-8-

8.9K 683 136
                                    

Günler birbirini kovalamış ve sonbahar yerini kışa bırakmıştı. Kışın ilk ayı Aralık da hızlı bir biçimde geçmiş, yılbaşı gelip çatmıştı.

Bu sene İlker Atahan'ın şirketin başına geçmesi şerefine özel bir yılbaşı partisi düzenlenmişti. Dilek'in ve onun departmanındakilerin çalıştığı ofis rengarenk ve parıltılı süslemelerle donatılmıştı. İçerisi tabiri caizse ağzına kadar doluydu. Öyle ki koca ofis küçücük görünüyordu Dilek'in gözüne. Nasıl sığıyormuşuz biz buraya diye düşünmeden edemiyordu.

Çalan şarkının ritmine uygun bir şekilde ayaklarını sallamaya başladı Dilek. Bir yandan da etrafı süzüyordu. Kendi departmanından birkaç kız topuklularıyla şıpıdık şıpıdık geçip gittiler yanından. Kendi topuksuz ayakkabılarına kaydı Dilek'in bakışları.

Tamam, harika görünmüyorlardı belki ama gerçekten rahatlardı. Bir kez daha kızların ayakkabılarına baktı. O topuklarla yürüdüğünü hayal edemiyordu.

Hareket eden bir silindirin üzerinde durmaya çalışan bir kutup ayısı getirdi gözünün önüne. Sırıtmaya başladı. İşte aynen böyle görünürdü o ayakkabıları giyse.

Midesi guruldayana kadar sırıtmaya devam etti. Sonra suratı asıldı. Açlıktan ölüyordu, sabahtan beri bir şey yememişti. Yemek masasına kaçamak bir bakış attı. Hala yarım saat önceki kadar boş görünüyordu.
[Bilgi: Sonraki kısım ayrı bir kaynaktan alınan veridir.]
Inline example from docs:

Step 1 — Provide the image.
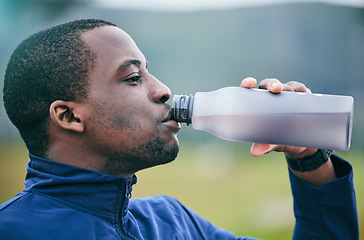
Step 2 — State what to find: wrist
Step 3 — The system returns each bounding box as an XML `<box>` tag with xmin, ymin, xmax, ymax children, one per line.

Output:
<box><xmin>285</xmin><ymin>149</ymin><xmax>333</xmax><ymax>172</ymax></box>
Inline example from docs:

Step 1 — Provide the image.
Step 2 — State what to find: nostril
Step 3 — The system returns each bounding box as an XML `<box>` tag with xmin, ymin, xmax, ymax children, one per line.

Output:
<box><xmin>159</xmin><ymin>95</ymin><xmax>169</xmax><ymax>103</ymax></box>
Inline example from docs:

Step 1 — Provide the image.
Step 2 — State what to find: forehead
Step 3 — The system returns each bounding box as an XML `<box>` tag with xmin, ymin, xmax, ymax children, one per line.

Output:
<box><xmin>82</xmin><ymin>26</ymin><xmax>144</xmax><ymax>64</ymax></box>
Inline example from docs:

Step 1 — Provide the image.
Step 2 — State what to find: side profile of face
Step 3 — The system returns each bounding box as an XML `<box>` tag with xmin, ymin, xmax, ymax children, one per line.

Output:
<box><xmin>83</xmin><ymin>26</ymin><xmax>180</xmax><ymax>175</ymax></box>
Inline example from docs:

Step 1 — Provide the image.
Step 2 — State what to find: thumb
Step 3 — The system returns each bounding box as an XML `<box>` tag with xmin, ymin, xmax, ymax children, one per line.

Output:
<box><xmin>250</xmin><ymin>143</ymin><xmax>274</xmax><ymax>157</ymax></box>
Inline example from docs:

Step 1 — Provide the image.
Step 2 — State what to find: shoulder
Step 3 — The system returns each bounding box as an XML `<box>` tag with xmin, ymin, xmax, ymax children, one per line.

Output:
<box><xmin>129</xmin><ymin>195</ymin><xmax>187</xmax><ymax>213</ymax></box>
Ne zaman tazelenecekti acaba?

Midesinden gelen sesleri bir süre daha umursamaya karar vererek bakışlarını odada gezdirmeye devam etti. Odaya boydan boya asılmış olan beyaz pankarta takıldı.

HOŞ GELDİN 2003

"Hoş geldin." dedi dudaklarını çok hafif bir şekilde kıpırdatarak. "Umarım selefin kadar acımasız olmazsın."

Bir iç çekti ve içeceğinden bir yudum aldı. Yüzünü buruşturdu hemen ardından da. Masadaki her şey çoktan bittiği için elma suyuna tama etmek zorunda kalmıştı. Berbattı. Hiç hoşlanmazdı elmadan; ağzında tuhaf bir tat bırakıyordu. Yüzünü bir kez daha buruşturmamaya gayret ederek bir yudum daha aldı. Tam o esnada izlendiği hissine kapılıp başını sağa sola çevirdi.

Arkasına şöyle bir bakış atmak için döndüğünde İlker Bey'le göz göze geldi. Kaşlarını çattı, adamın hala burada olması şaşırtmıştı onu. Çoktan çıkmış olması gerekiyordu oysa. Sizden biriyim mesajını fazlasıyla vermişti.

Büyük patronun oğlu kıytırık bir çalışan partisinde bu kadar saattir ne yapıyordu ki? Yılbaşında gidecek daha iyi bir yeri yok muydu? Sosyete partisi falan? 'Cemiyet hayatının ünlü isimlerinin' teşrif ettiği partiler hani?

Adam hala ona bakıyordu. İşte bu, hiç şaşırtmıyordu Dilek'i. Gri gözler -hangi renk olduğunu uzun süre düşündükten sonra bunda karar kılmıştı- bir an olsun üzerinden ayrılmıyordu ki aylardır. En ufak hatasını kolluyormuş gibi...

Bu durum nedenini anlayamadığı bir biçimde üzmeye başlamıştı Dilek'i. Kafası da karışıktı. Bir süredir patronuyla ilgili düşündüğü ya da hissettiği her şey karışıktı zaten.

Önce İlker Atahan olarak görmüştü onu; daha tanımadan büyük bir önyargıyla yaklaşmıştı adama. Sonra depoda tesadüfen karşılaştıkları gün; kıdemsiz personel sanıp adamla lakayt bir şekilde konuşması... Kendisini sinir eden adamın kabus patron suretiyle yeniden ortaya çıkması ve... Ve onun aslında o kadar da berbat biri olmadığını düşünmeye başlaması...

Yüzünün kızardığını hissetti, bunu tam olarak ne zaman düşünmeye başlamıştı bilmiyordu. İlker'i kategorize etmekten vazgeçmişti bir süre önce. Onu sadece insan olarak, öylesine bir adam olarak görmeyi deniyordu. Ancak tuhaf bir biçimde, bunda da çuvallamıştı.